Is the Government's Solution Simply More Hair of the Dog?

(Sept.28, 2009) In an effort to get the economy back on track it seems the U.S. government is encouraging much of the same behavior that got us into this mess in the first place. The assault of federal programs launched appears to have one objective in mind and that is getting all Americans, collectively as consumers and businesses, to spend money we really do not have and shouldn't be spending in the first place. The Fed's intervention in purchasing treasury securities, along with purchases of mortgage-backed securities, has served to keep interest rates artificially low in order to encourage yet more borrowing. The first time buyer tax credit of $8,000 has sparked about a third of all purchase activity and an even higher percentage of sales activity, in the range of 64%, has involved distressed properties.
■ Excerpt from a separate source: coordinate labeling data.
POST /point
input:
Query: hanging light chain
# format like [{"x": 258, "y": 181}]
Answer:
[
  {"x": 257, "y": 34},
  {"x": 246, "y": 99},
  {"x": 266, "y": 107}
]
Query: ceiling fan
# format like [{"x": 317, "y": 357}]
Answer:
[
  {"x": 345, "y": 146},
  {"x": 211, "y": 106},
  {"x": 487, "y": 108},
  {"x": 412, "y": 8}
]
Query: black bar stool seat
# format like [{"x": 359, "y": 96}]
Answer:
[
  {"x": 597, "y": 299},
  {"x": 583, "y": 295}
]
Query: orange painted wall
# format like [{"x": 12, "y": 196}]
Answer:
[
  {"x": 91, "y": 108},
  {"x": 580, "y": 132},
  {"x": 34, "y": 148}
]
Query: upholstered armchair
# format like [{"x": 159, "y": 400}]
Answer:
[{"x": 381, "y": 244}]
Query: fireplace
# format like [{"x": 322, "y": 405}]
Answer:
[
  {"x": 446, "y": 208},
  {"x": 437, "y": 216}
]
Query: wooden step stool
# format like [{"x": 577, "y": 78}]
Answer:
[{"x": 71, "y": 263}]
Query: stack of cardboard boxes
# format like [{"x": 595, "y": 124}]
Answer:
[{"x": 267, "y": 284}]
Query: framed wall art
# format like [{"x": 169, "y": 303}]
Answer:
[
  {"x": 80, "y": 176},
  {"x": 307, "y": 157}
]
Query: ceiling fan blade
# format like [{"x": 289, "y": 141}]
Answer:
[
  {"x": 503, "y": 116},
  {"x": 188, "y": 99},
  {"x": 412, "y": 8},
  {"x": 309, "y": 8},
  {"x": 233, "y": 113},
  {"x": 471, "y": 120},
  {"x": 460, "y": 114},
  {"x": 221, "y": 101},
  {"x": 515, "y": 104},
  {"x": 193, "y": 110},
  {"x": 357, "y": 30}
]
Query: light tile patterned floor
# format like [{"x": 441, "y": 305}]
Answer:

Auto sales, similarly have been fueled by the wildly popular “cash for clunkers” program thereby depleting current inventories at the cost of snuffing out much in the way of future demand for vehicles.

The government has now taken over the role of the American consumer as the irresponsible runaway spender and the debt that's reflected by the exploding deficit really belongs to the American people and its future generations. If the global economy is going to restructure as is desperately needed to cure the imbalances of production and consumption that persist, then current borrowers and consumers (i.e. the Americans) must become savers and producers and the current savers and producers (i.e. the Chinese) must become borrowers and consumers. Unfortunately the two nations are locked in a vicious co-dependent relationship where the Chinese people save and produce so Americans can in turn borrower and spend. Once the Chinese government cuts off the “debt junkie” that the United States has now become and instead chooses to spend its savings within its own borders and Chinese citizens crank up consumption of their products, that's when the United States will truly begin to pay for the error of its ways.